Because concurrent stimulation of dopamine D1 and D2 receptors by apomorphine had a significant effect on STN neuronal firing in both intact and lesioned rats, the effects of stimulating dopamine D2 receptors after previous stimulation of dopamine D1 receptors were examined. When administered 10 min after SKF 38393 in intact animals, quinpirole did not significantly alter the mean firing rate of STN cells (see Fig. 6, left). In a subset of the previously described group of intact animals treated with SKF 38393 (20 mg/kg, i.v.), a dose of quinpirole (0.16 mg/kg, i.v.) was administered. In this subset of animals (n = 6), the mean firing rate after SKF 38393 administration was 216 ± 52% of basal rates, and the mean firing rate after the subsequent injection of quinpirole was 287 ± 118% of basal rates. Of the five cells in this subset that had significantly elevated firing rates after the injection of SKF 38393, one cell decreased, two cells increased, and two cells did not alter their firing rates after quinpirole administration. Quinpirole increased the firing rate of the one cell of this subset that did not show an altered firing rate after the administration of SKF 38393.

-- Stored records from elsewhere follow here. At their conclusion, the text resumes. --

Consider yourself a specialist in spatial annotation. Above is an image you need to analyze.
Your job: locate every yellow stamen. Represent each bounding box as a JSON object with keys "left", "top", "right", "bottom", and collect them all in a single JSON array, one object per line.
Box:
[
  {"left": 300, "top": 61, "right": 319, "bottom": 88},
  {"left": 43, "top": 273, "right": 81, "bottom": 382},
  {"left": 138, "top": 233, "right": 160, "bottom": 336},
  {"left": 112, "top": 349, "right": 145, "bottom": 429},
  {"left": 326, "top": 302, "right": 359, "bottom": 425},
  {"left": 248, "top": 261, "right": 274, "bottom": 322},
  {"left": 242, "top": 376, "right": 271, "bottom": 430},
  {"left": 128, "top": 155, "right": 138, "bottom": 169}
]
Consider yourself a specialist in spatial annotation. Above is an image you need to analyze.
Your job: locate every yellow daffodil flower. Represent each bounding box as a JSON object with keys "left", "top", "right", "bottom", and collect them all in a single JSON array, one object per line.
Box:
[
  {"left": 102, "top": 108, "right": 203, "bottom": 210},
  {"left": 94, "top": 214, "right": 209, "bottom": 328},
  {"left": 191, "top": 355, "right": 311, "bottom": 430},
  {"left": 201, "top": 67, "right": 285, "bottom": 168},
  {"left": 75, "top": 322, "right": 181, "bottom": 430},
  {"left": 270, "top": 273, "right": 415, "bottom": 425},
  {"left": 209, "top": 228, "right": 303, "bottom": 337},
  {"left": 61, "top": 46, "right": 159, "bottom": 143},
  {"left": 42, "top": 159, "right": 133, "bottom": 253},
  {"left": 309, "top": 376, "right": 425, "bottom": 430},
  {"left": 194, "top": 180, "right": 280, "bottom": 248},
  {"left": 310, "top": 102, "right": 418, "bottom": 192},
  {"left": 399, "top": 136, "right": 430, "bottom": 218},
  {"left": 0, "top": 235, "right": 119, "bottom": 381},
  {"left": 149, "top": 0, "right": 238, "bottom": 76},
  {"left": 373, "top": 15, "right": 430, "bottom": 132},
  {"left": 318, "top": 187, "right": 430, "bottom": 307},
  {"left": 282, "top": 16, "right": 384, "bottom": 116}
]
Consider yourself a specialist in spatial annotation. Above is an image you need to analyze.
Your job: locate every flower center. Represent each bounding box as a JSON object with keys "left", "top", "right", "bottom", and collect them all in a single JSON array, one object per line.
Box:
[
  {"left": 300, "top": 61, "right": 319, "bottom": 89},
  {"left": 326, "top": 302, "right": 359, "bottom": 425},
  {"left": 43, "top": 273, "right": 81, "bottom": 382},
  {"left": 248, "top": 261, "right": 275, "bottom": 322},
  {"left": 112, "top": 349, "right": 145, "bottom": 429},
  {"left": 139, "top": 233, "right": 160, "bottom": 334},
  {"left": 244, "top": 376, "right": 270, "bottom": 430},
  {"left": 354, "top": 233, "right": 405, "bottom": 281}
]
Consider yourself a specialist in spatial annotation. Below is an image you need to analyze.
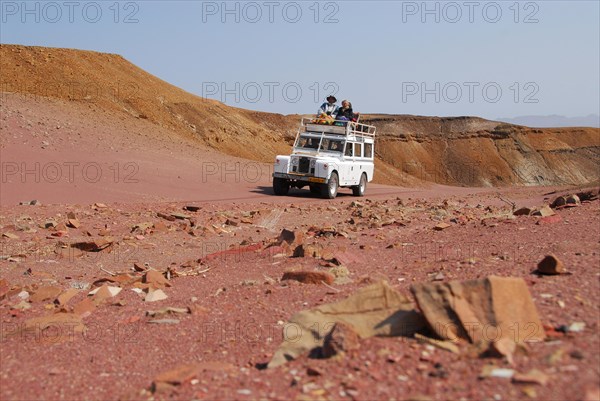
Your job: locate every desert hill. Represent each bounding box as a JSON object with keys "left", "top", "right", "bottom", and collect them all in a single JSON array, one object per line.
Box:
[{"left": 0, "top": 45, "right": 600, "bottom": 186}]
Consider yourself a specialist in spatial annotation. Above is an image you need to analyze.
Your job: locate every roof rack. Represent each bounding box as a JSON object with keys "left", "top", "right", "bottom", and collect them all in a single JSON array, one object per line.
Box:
[{"left": 298, "top": 118, "right": 376, "bottom": 139}]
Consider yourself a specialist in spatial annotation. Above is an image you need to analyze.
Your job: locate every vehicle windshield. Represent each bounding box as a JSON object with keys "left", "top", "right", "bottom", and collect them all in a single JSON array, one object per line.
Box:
[{"left": 295, "top": 135, "right": 344, "bottom": 152}]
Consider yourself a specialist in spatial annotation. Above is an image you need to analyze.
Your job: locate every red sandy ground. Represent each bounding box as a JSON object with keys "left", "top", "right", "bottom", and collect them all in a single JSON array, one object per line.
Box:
[{"left": 0, "top": 93, "right": 600, "bottom": 400}]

When administered 10 min after SKF 38393 in lesioned animals, quinpirole significantly decreased the mean firing rate of STN cells. In a subset of the previously described group of lesioned animals treated with SKF 38393 (10 mg/kg, i.v.), a dose of quinpirole (0.16 mg/kg, i.v.) was administered (see Fig. 6, right). In this subset of animals (n = 7), the mean firing rate after SKF 38393 administration was 178 ± 34% of basal rates, and the mean firing rate after the subsequent injection of quinpirole was 95 ± 28% of basal rates. Overall, quinpirole reduced the mean firing rate of STN neurons in lesioned rats pretreated with SKF 38393 by 51 ± 10% of the pre-quinpirole firing rate, which is significantly different from the effects both of saline-treated controls (p < 0.01) and of quinpirole-only-treated lesioned rats (p < 0.05), as determined by ANOVA [F_(3,28) = 5.98;p < 0.01] followed by Newman–Keuls post hoc test. Of the four cells in this subset that had significantly elevated firing rates after the injection of SKF 38393, three cells decreased their firing rates and one cell did not alter firing after quinpirole administration. Quinpirole also significantly decreased the firing rate of the three cells of this subset that did not show an altered firing rate after the administration of SKF 38393.

DISCUSSION

Results of the present study support predictions based on basal ganglia organization (Albin et al., 1989; DeLong, 1990) concerning the effects of dopamine cell loss and dopamine agonist administration on neuronal activity of the STN in the parkinsonian state; however, the results challenge some of the premises on which these predictions were made. In accordance with predictions, neuronal activity in the subthalamus of rats with lesions of the nigrostriatal pathway was found to be significantly elevated; the mean firing rate of STN neurons in lesioned rats was 62% faster than that in intact rats. These observations are consistent with previous studies conducted in dopamine-depleted rodents (Robledo and Féger, 1991; Hassani et al., 1996) or primates (Miller and DeLong, 1987; Bergman et al., 1994;Wichmann et al., 1995; Vila et al., 1996). Examination of firing pattern using the discharge density analysis of Kaneoke and Vitek (1996) revealed that compared with STN cells of intact rats: (1) STN cells of lesioned rats had a more regular firing pattern; and (2) a smaller percent of the cells were bursting. A reduction of burstiness among STN cells of dopamine-depleted rats contrasts with previous reports (Hollerman and Grace, 1992; Hassani et al., 1996). One explanation is a difference in burst analysis methods. Another explanation is that the previous studies examined STN neuronal firing in the presence of general anesthetic agents. Earlier work from this laboratory has demonstrated that anesthetics significantly alter the regulation of STN neuronal activity (Kreiss et al., 1996), and more specifically, preliminary studies revealed that none of the STN cells in intact chloral hydrate-treated rats (n = 8) were bursting when the spike trains were analyzed using the discharge density analysis described above.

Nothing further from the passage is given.